MOORHEAD - Clay County may ask employees to reduce hours as a way to help the county address revenue shortfalls that could hit $1 million or more.

Clay County commissioners heard Tuesday from County Administrator Vijay Sethi and Human Resources Director Kari Alm, who have asked employees for suggestions on ways to reduce spending.

One idea would be a so-called salary holiday, where workers take time off without pay.

"I would say 60 to 65 percent (of workers) who sent in suggestions seem to be in favor of looking at that, certainly, in lieu of job cuts," Alm said.

Another suggestion from workers: allow employees to work temporary part-time hours - with benefits - for as long as the budget crisis lasts.

Alm provided the board with calculations showing how much money a salary holiday would save the county.

If all employees - including union workers - worked half a day less each month, the county would save $342,000 between April and the end of December, Alm said.

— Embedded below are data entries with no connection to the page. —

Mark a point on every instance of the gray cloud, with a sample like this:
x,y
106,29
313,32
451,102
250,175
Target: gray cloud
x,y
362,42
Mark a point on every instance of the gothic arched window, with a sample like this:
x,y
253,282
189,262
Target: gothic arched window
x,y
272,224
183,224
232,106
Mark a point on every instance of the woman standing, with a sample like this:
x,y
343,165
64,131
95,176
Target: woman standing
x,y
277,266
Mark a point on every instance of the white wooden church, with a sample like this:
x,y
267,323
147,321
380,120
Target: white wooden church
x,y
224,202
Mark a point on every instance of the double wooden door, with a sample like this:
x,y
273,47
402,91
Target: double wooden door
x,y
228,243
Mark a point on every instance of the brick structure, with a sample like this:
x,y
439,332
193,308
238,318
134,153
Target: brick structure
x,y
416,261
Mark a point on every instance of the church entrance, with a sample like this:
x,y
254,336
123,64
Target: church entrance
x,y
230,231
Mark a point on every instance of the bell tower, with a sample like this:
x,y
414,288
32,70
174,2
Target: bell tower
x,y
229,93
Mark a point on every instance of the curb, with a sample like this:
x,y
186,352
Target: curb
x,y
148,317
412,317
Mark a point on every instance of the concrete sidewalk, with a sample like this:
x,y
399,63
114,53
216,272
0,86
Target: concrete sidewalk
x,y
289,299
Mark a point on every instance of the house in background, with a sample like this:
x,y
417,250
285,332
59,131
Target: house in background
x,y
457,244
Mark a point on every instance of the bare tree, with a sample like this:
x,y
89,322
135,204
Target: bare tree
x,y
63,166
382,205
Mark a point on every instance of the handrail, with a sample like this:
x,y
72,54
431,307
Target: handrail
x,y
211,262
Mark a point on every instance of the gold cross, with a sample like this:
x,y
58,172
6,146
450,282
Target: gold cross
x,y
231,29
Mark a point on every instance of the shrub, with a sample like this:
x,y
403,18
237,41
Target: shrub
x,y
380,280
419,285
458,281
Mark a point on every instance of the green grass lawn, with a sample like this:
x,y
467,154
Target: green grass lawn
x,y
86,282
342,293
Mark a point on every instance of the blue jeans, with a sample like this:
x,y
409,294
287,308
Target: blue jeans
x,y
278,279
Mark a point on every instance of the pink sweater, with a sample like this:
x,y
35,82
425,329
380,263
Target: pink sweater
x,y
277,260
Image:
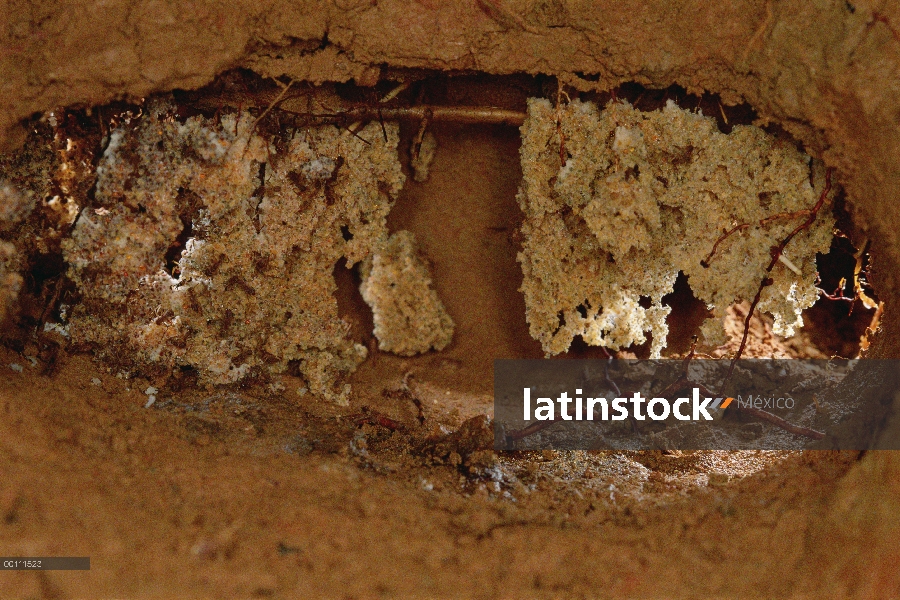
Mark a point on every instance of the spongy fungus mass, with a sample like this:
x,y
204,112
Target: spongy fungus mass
x,y
617,202
257,229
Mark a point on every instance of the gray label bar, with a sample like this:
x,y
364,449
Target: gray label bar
x,y
45,563
755,404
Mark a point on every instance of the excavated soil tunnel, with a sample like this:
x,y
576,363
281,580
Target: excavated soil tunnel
x,y
252,489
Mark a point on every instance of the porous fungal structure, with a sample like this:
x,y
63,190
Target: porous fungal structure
x,y
14,206
408,315
252,229
618,201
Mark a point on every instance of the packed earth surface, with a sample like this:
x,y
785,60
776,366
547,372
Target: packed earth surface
x,y
165,423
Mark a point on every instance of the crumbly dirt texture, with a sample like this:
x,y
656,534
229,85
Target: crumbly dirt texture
x,y
619,201
409,317
247,493
252,288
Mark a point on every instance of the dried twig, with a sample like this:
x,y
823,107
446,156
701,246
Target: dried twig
x,y
776,252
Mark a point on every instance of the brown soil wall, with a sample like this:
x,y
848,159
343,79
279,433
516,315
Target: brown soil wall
x,y
826,71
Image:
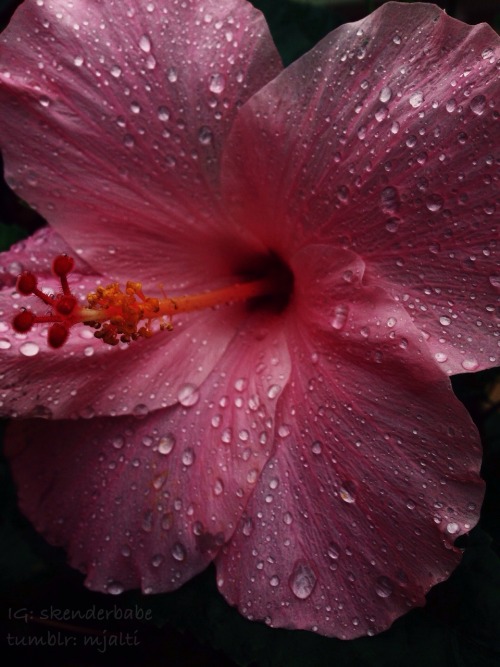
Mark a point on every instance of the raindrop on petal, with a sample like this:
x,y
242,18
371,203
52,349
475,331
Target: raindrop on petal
x,y
188,395
302,581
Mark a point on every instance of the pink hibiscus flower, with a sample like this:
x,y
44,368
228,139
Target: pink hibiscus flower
x,y
305,439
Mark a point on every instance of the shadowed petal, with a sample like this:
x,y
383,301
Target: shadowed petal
x,y
392,156
86,378
113,120
148,503
375,473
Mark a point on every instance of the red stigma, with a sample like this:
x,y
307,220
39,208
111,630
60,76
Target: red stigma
x,y
62,306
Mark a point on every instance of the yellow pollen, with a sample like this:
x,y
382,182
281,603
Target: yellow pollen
x,y
128,315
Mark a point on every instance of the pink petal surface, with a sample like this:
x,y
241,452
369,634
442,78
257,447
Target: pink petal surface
x,y
113,120
392,156
148,503
86,378
375,472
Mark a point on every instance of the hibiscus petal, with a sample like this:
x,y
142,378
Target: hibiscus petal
x,y
392,157
375,473
113,120
149,502
86,378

The savings would double if each employee took a full day off each month.

The savings if nonunion employees take a half day once

a month would be $209,000 for the same time period. The savings would double for a full day a month.

Officials said bargaining units would have to agree to the change before union employees could be included.

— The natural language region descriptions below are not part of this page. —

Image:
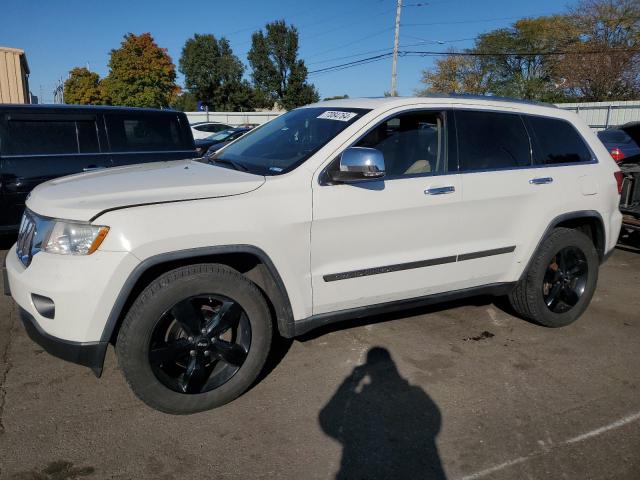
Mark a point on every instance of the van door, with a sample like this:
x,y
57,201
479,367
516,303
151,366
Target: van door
x,y
41,147
141,137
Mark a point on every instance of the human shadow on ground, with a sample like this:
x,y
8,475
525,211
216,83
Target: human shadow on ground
x,y
387,427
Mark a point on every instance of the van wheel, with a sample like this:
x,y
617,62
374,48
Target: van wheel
x,y
196,338
560,281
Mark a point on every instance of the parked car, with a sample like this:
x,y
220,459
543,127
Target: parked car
x,y
619,143
42,142
336,210
208,146
630,167
205,129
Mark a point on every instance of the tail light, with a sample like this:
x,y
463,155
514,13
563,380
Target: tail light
x,y
617,154
619,176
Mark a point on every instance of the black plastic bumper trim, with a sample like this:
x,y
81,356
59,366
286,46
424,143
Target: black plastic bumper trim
x,y
89,354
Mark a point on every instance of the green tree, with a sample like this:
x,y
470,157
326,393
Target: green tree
x,y
603,64
214,74
454,73
511,62
185,102
279,76
83,88
141,74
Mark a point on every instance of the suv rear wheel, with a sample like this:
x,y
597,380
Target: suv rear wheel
x,y
560,281
196,338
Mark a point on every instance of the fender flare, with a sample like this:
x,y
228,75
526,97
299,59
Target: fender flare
x,y
284,313
575,215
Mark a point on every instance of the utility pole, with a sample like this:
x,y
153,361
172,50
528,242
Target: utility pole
x,y
394,66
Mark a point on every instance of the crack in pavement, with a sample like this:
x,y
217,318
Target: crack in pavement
x,y
4,360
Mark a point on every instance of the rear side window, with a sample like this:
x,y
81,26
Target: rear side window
x,y
51,137
137,133
556,142
32,137
491,141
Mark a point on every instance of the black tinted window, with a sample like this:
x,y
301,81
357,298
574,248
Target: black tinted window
x,y
135,133
491,140
412,143
556,141
30,137
87,137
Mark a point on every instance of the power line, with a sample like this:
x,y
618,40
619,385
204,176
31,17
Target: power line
x,y
414,53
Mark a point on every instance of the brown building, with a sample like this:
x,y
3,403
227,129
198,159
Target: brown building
x,y
14,76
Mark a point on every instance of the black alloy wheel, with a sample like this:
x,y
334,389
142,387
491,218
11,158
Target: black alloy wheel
x,y
565,279
200,343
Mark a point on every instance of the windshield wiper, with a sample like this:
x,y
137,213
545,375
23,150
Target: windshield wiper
x,y
224,161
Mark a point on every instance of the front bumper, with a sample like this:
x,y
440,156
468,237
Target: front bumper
x,y
89,354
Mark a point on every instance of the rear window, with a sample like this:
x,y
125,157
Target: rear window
x,y
556,142
50,137
491,141
138,133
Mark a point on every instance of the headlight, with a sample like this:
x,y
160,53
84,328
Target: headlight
x,y
69,238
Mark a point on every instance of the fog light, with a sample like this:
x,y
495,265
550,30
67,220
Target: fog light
x,y
44,305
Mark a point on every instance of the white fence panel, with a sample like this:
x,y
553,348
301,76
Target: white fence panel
x,y
601,115
232,118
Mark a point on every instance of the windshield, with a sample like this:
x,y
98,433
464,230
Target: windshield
x,y
288,140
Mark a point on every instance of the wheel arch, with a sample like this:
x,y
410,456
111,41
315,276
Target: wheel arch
x,y
249,260
589,222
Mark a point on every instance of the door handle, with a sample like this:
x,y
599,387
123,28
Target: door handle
x,y
440,190
541,181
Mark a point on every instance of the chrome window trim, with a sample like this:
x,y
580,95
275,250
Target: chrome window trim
x,y
96,153
324,173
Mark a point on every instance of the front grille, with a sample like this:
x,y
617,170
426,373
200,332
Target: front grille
x,y
26,236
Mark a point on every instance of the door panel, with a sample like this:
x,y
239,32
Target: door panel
x,y
395,238
383,241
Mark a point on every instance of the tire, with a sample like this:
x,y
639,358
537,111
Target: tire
x,y
543,283
177,385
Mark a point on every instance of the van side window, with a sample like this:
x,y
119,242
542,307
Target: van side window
x,y
33,137
556,141
87,137
412,143
491,140
138,133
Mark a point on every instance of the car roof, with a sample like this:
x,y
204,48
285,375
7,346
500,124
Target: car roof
x,y
65,107
458,99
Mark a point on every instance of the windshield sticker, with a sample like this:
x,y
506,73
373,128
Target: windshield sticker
x,y
335,115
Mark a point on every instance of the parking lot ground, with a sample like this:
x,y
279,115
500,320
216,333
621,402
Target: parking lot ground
x,y
456,391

Sethi stressed that other options will be explored first.

He said other moves being considered include raising some fees and reducing some services.

Sethi said more detailed options will be presented at a future meeting.

Board Chairman Jerry Waller questioned why Clay County has not come up with definite plans for reducing spending when nearby counties have already done so.

"I think we're not acting quickly enough to address the problem," Waller said.

"We are trying to do it in a coordinated fashion, so that everyone is on board," Sethi said.

In other business, the planners of Lakeswind Power Plant, one of a number of wind farms proposed for Clay County, asked the commission for a letter of support.

The letter is not needed for approval of the project, which needs a permit from the state, but commissioners said they wanted to hear from officials from other counties about their experiences with wind farms before voting on the request.